Writing About Living: My Corinthian Comments

These are not the kinds of things that academics admit to. That is why I have spent two years tied up in knots about merging my lived experiences with my data. But, even if I didn’t have years of experience working in for-profit colleges I would be closer to recent stories than most.

My cousin is enrolled in Everest. I begged her not to but how do you piss vinegar on the dreams of someone you love? You don’t and there isn’t enough erudition in the world to change that. Two months ago she saw a post on my Facebook about Corinthian’s financial/regulatory troubles. As one does where I’m from, she had her mother call my mother to find out what was going on. That call traveled 300 miles to find out what she hadn’t been told at the school that’s five miles from her in central North Carolina.

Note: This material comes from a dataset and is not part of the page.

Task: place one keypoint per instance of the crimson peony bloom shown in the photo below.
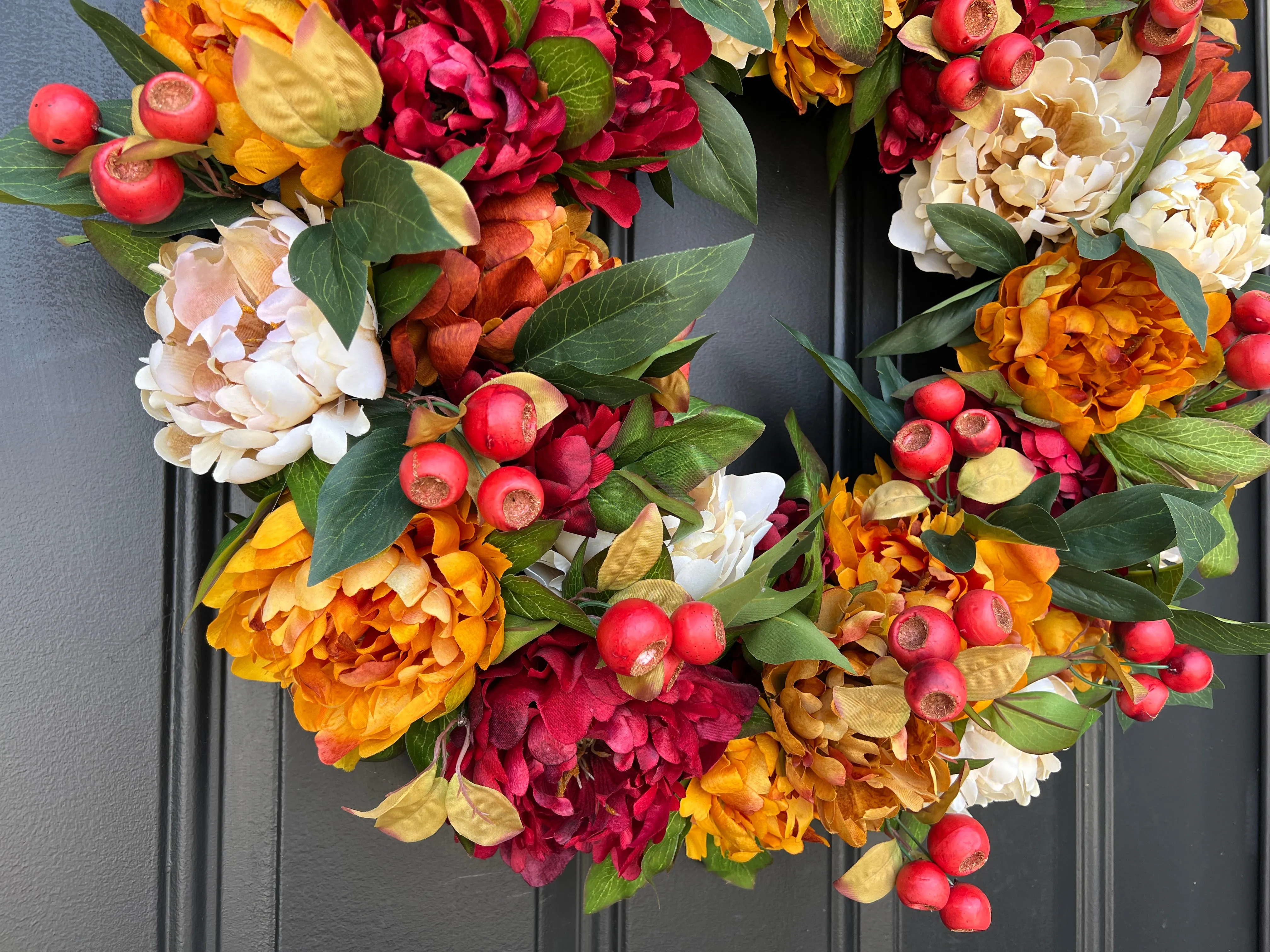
(450, 83)
(588, 767)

Another family member is enrolled in Strayer. She is a veteran and a single mom. She knows what I study but thinks it’s about people like my cousin who are working on certificates and not people like her who are working on graduate degrees.

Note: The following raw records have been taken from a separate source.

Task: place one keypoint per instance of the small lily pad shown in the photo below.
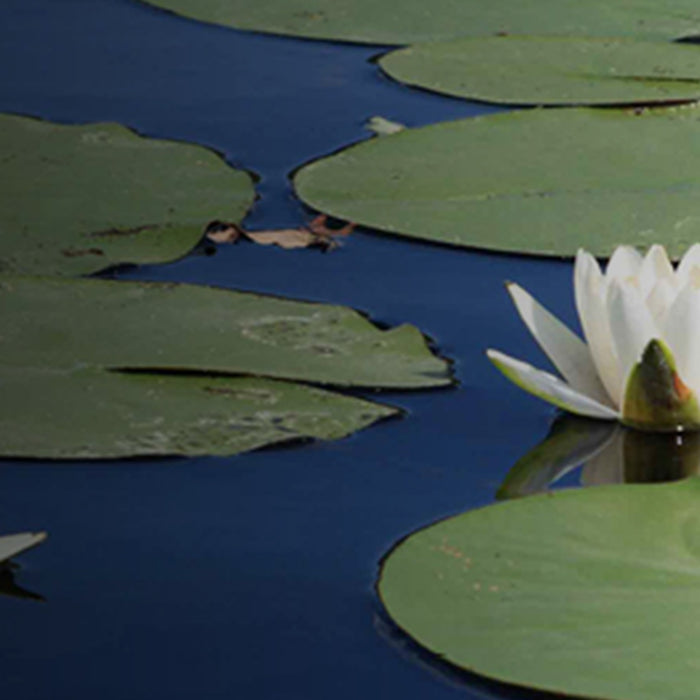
(78, 199)
(89, 414)
(537, 181)
(409, 21)
(12, 545)
(590, 593)
(182, 327)
(551, 70)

In the communities I have participated in for over two years now, the cognitive dissonance is stunning but not. Students enrolled in for-profit doctorate programs are shaking their heads at those poor Everest students.

For two years now I have been writing a book. It has been a struggle precisely because I did not know where I stopped and the research began. The first draft aimed for lofty erudition. It failed like heavy cake. The second draft was so self-concious about being “one of them” that I qualified every sentence with fifteen footnotes. People – real, important scholarly people – told me I should not write books. I don’t have the right title or the right pedigree. Only they’ve said it more meanly. But I wrote the book because I know too many people who cannot write their books. I am related to some of them. In the end the book is research, a lot of it. But it is also a story, a personal one. Kinda like the whole mess of a failed markets allowed to fail the most vulnerable of us is about both numbers and stories.

If you are wondering what happens next for you as a Corinthian student please visit https://studentaid.ed.gov/repay-loans/forgiveness-cancellation/closed-school and https://debtcollective.org

3 thoughts on “Writing About Living: My Corinthian Comments

  1. I would rather read your work than the “scholars” who told you, you couldn’t write a book. Plus, I think they are either trying to keep your competition out of the field if they make such remarks (yes I said jealous) OR they have grown arrogant and have decided not to foster real talent. You are a writer with books inside of you. Don’t let anybody tell you you’re not. Books just take time and they rarely if ever make it on the first cut. I know you don’t need my advice, but certainly don’t buy anyone telling you you can’t or shouldn’t. I obviously feel indignant on your behalf… I love all of your work. It has helped me and mattered to me.

  2. The geographic disconnect x social relations = cognitive dissonance dichotomy needs its own infographic. I hope your book is as multimedia as possible. Don’t let the cult-of-expertise zombies eat your brain.